But she said she was told by a social worker: “If it had been so many months earlier he would have got it [24-hour care], but they have cut the packages and at the moment this is what we can offer…because of the cuts.”

A manager working for the borough’s centre for independent living said: “There is clear evidence that services are changing. The packages aren’t as big as they used to be. It is looking like it is going backwards from community care. It could be that people will be going into nursing homes.”

Disabled people in the London borough of Brent say they have also been told by their council that they will have their hours halved.

One disabled woman from Brent said: “The council have said that things are going to be cut. Everybody was saying they have been told that they will be cutting support from November.

“They are scared, they are really scared.
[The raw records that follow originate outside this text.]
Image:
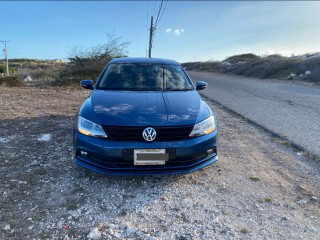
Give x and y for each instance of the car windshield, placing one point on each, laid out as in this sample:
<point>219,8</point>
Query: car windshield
<point>144,77</point>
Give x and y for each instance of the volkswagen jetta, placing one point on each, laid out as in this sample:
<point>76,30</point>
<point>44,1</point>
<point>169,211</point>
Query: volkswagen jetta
<point>144,117</point>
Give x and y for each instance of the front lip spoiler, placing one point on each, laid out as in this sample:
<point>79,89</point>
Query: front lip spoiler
<point>164,171</point>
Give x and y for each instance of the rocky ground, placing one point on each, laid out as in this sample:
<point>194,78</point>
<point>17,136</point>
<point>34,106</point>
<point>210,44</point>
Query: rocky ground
<point>260,188</point>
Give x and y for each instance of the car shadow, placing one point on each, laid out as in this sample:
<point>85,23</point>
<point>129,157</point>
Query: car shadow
<point>40,181</point>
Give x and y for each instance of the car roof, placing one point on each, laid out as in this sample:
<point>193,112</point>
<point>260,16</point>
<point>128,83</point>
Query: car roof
<point>143,60</point>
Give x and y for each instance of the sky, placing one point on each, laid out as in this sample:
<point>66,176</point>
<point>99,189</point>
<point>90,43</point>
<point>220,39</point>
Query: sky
<point>186,31</point>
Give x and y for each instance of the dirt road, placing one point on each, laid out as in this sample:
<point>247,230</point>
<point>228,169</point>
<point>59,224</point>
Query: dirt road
<point>259,189</point>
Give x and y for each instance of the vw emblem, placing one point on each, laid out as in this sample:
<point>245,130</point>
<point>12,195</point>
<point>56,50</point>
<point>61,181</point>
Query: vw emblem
<point>149,134</point>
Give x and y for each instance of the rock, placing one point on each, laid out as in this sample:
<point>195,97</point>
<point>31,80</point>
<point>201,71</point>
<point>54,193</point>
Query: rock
<point>122,226</point>
<point>118,235</point>
<point>112,226</point>
<point>302,202</point>
<point>311,229</point>
<point>131,230</point>
<point>94,234</point>
<point>22,182</point>
<point>6,227</point>
<point>152,238</point>
<point>313,198</point>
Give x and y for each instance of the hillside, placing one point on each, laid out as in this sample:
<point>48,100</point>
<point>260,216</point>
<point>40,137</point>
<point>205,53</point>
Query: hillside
<point>305,67</point>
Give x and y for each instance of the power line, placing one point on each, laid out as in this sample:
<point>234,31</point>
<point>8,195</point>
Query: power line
<point>6,55</point>
<point>164,8</point>
<point>155,25</point>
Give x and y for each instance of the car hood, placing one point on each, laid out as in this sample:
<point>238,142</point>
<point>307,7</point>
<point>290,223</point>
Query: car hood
<point>128,108</point>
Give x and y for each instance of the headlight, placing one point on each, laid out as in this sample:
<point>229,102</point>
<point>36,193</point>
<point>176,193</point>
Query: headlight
<point>205,127</point>
<point>89,128</point>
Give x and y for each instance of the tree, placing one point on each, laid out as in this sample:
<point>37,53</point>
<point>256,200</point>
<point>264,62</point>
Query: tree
<point>88,63</point>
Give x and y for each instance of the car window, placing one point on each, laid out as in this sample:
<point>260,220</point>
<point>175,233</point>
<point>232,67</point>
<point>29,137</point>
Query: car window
<point>132,77</point>
<point>176,79</point>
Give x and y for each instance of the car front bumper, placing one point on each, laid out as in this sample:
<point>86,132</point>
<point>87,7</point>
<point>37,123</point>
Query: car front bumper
<point>116,157</point>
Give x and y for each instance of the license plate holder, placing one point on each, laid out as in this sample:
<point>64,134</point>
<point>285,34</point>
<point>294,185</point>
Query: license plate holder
<point>150,156</point>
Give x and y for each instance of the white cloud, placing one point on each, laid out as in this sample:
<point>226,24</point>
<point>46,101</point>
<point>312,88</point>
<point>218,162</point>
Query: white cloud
<point>177,31</point>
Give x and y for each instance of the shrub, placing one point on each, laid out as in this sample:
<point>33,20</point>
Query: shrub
<point>88,63</point>
<point>12,81</point>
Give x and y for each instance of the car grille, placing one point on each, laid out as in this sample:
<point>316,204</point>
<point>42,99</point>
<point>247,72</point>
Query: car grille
<point>135,133</point>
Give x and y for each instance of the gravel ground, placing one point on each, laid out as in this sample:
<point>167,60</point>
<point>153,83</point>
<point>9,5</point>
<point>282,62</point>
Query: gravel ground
<point>260,188</point>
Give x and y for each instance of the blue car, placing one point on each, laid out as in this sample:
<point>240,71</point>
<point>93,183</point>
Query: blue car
<point>144,117</point>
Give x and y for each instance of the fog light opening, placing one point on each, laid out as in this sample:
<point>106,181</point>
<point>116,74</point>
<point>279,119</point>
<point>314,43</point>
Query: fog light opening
<point>210,151</point>
<point>84,153</point>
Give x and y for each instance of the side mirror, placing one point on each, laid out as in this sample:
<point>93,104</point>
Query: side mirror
<point>87,84</point>
<point>201,85</point>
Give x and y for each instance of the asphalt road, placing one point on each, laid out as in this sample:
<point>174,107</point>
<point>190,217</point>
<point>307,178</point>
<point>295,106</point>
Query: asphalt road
<point>288,109</point>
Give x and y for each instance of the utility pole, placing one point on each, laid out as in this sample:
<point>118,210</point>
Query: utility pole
<point>150,37</point>
<point>6,55</point>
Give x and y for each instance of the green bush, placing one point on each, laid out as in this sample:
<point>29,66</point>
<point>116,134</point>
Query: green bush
<point>12,81</point>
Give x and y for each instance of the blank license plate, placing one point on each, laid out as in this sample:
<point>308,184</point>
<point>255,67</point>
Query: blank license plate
<point>150,156</point>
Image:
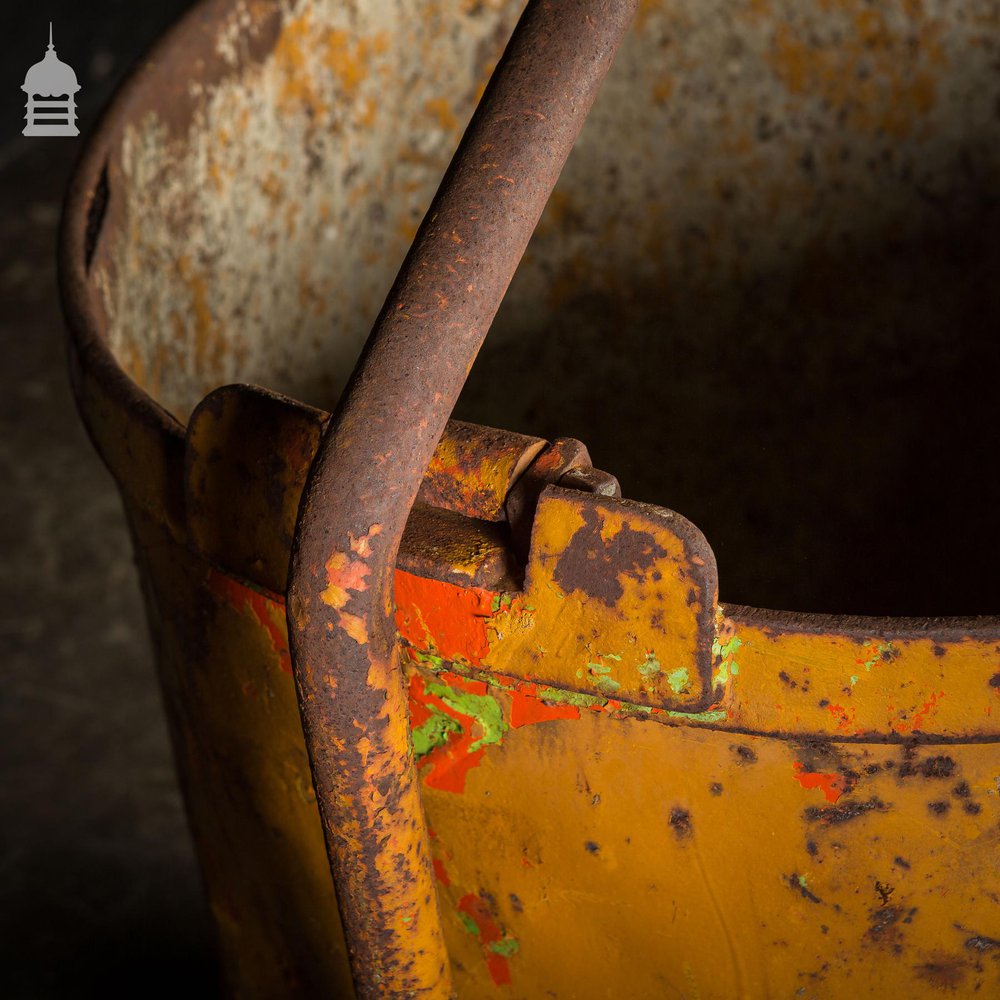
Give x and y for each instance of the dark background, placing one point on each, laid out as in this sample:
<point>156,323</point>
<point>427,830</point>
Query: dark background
<point>99,889</point>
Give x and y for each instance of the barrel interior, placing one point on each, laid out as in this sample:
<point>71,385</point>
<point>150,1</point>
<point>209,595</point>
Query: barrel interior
<point>764,293</point>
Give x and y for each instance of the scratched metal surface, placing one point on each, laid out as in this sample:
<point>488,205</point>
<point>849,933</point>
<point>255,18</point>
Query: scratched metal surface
<point>811,806</point>
<point>762,293</point>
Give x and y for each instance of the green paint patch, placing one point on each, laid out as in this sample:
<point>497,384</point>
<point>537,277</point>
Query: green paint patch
<point>713,715</point>
<point>505,947</point>
<point>483,708</point>
<point>678,680</point>
<point>429,660</point>
<point>434,732</point>
<point>576,698</point>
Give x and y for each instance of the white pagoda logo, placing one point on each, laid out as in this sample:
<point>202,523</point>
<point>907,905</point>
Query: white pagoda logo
<point>51,88</point>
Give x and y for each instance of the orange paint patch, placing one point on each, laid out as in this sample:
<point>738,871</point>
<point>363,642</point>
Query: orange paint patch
<point>526,708</point>
<point>914,723</point>
<point>440,617</point>
<point>269,613</point>
<point>448,765</point>
<point>344,574</point>
<point>440,873</point>
<point>832,785</point>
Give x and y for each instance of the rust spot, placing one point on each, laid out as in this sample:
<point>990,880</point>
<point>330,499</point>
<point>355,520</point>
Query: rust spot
<point>743,753</point>
<point>933,767</point>
<point>982,943</point>
<point>882,922</point>
<point>943,971</point>
<point>834,815</point>
<point>798,884</point>
<point>680,821</point>
<point>594,566</point>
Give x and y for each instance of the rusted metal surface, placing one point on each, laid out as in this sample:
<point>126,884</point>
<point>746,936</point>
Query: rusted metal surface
<point>818,815</point>
<point>372,459</point>
<point>258,445</point>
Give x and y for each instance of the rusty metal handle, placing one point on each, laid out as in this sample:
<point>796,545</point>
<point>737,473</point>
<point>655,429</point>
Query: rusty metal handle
<point>371,460</point>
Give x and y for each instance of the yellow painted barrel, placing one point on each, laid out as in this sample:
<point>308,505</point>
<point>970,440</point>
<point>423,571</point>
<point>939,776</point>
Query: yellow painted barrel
<point>764,292</point>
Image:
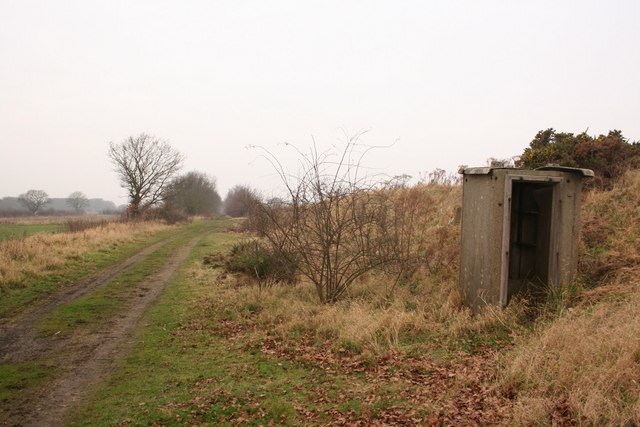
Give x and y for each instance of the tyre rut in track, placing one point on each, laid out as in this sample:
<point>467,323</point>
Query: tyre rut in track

They don’t know what is going to happen.”

A Brent council spokesman denied it had any plans to cut services for disabled people living independently at home.
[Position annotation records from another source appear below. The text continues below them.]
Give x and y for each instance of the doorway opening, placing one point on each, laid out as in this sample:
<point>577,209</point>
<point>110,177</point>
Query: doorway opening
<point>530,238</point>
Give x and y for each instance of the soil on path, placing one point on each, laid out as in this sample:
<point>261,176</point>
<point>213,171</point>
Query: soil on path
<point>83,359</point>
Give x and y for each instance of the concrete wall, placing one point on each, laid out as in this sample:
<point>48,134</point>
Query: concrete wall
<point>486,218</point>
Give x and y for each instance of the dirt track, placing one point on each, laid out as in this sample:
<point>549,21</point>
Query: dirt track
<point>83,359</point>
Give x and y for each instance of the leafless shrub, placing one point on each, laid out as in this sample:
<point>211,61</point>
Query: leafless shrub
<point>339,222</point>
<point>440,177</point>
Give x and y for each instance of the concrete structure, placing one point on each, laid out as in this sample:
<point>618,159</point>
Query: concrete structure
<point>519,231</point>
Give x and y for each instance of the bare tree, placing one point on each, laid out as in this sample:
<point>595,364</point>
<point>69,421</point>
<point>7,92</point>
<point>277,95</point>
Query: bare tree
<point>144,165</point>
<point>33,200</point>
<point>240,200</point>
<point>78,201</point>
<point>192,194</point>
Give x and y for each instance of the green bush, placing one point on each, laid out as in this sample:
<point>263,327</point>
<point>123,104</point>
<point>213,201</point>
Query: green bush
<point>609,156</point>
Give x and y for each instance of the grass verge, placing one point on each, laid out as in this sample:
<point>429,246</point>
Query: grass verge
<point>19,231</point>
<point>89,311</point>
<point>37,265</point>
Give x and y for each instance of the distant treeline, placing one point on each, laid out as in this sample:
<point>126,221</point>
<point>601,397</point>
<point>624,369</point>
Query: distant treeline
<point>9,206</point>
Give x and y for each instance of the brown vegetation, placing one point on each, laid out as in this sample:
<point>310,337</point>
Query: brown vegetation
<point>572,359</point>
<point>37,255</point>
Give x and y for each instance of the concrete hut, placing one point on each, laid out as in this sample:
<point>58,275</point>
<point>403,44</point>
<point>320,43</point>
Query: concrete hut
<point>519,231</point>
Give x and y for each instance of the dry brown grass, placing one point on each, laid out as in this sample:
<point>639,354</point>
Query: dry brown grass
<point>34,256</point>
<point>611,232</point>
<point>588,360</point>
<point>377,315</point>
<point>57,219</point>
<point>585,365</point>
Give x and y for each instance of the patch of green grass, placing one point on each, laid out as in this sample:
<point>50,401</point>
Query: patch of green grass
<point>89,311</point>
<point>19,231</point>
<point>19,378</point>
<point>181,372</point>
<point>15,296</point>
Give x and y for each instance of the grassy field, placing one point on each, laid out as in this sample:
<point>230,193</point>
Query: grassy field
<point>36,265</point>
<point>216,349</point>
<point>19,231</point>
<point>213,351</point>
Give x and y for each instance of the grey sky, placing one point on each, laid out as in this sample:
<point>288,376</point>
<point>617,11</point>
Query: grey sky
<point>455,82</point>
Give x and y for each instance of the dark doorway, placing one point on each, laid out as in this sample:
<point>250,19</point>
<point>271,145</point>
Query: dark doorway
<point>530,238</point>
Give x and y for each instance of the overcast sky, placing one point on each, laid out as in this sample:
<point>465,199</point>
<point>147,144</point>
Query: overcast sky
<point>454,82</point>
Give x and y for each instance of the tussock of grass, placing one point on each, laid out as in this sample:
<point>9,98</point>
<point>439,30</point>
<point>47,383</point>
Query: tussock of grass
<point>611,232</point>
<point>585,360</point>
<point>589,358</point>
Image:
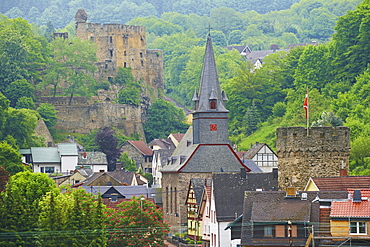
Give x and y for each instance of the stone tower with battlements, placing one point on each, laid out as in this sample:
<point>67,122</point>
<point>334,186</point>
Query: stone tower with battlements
<point>122,46</point>
<point>323,152</point>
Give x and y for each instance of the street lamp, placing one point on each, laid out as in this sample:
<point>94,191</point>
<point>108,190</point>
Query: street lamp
<point>290,233</point>
<point>141,208</point>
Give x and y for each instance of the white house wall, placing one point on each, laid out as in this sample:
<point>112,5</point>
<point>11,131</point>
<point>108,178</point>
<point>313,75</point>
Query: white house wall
<point>38,167</point>
<point>98,168</point>
<point>69,163</point>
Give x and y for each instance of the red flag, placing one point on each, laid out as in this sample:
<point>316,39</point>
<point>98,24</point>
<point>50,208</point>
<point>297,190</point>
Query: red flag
<point>305,104</point>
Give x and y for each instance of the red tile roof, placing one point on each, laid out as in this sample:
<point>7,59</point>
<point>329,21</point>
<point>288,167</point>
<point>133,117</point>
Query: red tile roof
<point>142,147</point>
<point>342,183</point>
<point>364,192</point>
<point>350,209</point>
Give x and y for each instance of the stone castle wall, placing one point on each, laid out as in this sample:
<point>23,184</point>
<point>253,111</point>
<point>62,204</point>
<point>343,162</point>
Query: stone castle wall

A Dudley council spokesman also denied any policy of cutting support and said there was “no general policy to reassess care packages across client groups as a cost-cutting measure”.
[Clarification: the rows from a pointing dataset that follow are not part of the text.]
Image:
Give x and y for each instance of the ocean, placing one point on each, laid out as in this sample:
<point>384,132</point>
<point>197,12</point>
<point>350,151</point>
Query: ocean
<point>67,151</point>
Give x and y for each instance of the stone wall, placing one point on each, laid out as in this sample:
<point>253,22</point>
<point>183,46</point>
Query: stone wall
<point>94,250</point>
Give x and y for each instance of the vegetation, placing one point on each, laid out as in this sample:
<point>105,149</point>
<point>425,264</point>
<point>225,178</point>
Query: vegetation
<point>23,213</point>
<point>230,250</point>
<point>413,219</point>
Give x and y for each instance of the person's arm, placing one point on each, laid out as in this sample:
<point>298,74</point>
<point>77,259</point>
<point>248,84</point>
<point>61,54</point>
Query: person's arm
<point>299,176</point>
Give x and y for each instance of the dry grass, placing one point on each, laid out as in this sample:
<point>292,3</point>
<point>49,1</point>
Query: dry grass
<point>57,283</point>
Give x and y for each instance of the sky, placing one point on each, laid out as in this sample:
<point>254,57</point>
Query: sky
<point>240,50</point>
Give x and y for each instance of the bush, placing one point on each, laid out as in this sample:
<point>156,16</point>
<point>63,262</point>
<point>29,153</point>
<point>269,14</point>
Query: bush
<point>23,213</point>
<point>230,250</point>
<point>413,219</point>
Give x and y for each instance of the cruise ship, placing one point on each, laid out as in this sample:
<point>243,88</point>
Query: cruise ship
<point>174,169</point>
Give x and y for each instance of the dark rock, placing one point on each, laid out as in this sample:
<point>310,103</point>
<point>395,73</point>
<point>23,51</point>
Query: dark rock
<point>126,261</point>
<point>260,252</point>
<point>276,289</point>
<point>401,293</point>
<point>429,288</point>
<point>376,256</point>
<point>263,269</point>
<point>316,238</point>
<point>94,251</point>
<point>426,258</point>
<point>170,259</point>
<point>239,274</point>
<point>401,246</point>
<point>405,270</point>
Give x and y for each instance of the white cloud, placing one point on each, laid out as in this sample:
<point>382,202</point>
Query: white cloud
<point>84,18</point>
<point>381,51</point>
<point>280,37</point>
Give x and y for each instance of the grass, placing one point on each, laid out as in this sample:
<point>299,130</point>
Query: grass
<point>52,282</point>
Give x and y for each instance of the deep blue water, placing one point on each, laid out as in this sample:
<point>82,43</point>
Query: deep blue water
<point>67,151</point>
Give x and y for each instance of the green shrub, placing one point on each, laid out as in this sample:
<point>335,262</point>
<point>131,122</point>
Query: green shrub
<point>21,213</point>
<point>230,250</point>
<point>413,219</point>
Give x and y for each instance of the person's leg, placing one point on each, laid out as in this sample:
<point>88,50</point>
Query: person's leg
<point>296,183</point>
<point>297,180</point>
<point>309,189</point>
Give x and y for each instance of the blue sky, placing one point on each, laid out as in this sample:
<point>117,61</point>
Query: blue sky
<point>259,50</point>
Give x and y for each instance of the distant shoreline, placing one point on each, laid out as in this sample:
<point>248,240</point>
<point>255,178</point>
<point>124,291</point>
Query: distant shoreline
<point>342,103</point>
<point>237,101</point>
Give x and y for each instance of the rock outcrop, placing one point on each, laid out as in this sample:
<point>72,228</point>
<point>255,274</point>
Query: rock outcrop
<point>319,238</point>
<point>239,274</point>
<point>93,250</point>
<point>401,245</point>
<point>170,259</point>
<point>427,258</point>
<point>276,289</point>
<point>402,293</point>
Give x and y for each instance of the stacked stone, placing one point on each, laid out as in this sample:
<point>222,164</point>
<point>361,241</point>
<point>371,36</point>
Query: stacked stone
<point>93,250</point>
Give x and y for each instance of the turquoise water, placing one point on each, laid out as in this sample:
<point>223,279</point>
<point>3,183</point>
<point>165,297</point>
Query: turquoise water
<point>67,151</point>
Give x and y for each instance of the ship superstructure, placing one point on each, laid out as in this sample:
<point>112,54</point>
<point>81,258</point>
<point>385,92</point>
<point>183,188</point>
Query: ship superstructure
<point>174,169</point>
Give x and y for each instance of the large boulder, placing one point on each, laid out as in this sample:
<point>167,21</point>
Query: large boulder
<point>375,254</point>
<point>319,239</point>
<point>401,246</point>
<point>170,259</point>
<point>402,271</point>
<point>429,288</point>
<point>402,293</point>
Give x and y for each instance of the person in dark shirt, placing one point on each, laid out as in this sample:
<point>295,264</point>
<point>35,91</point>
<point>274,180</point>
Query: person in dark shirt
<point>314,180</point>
But he accepted that there had been a “slight reduction” in the council’s budget for residential, nursing and community care this year.

Sue Bott, director of the National Centre for Independent Living (NCIL), said that local councils appeared to be using personalisation as an excuse to reassess disabled people, who “find that they are coming out with a lesser amount [of support] than they went in”.

She said she believed disabled people across the country were having their packages cut, while councils were also abandoning limits on how much they charged people for services.

But she said NCIL was also noticing worsening relationships between disabled people and their local councils.

She said: “I have never noticed quite so much aggression as there seems to be now [from council staff].”

She said social workers were clearly “under pressure”. “I just think they are getting sandwiched in the middle of pressure from above and they also know the effects of the decisions that they are having on people.”

Meanwhile, the Coalition on Charging has pointed to evidence that disabled and older people and carers are being hit disproportionately by spending cuts in local authorities, with some councils planning to restrict access to support and raise service charges.

In a letter to council chief executives and directors of adult social care, the coalition urges them to ensure that they “plan cuts properly” and fully assess the impact of reducing access to essential care and increasing charges for services.

Neil Coyle, chair of the coalition – whose members include Disability Alliance, NCIL, Disability Law Service and RADAR – warned councils not to raid care budgets “as an easy option”.

He said: “Over the past decade access to care has been heavily restricted and charges for support have risen hugely. There is no more blood to be squeezed from the stone.”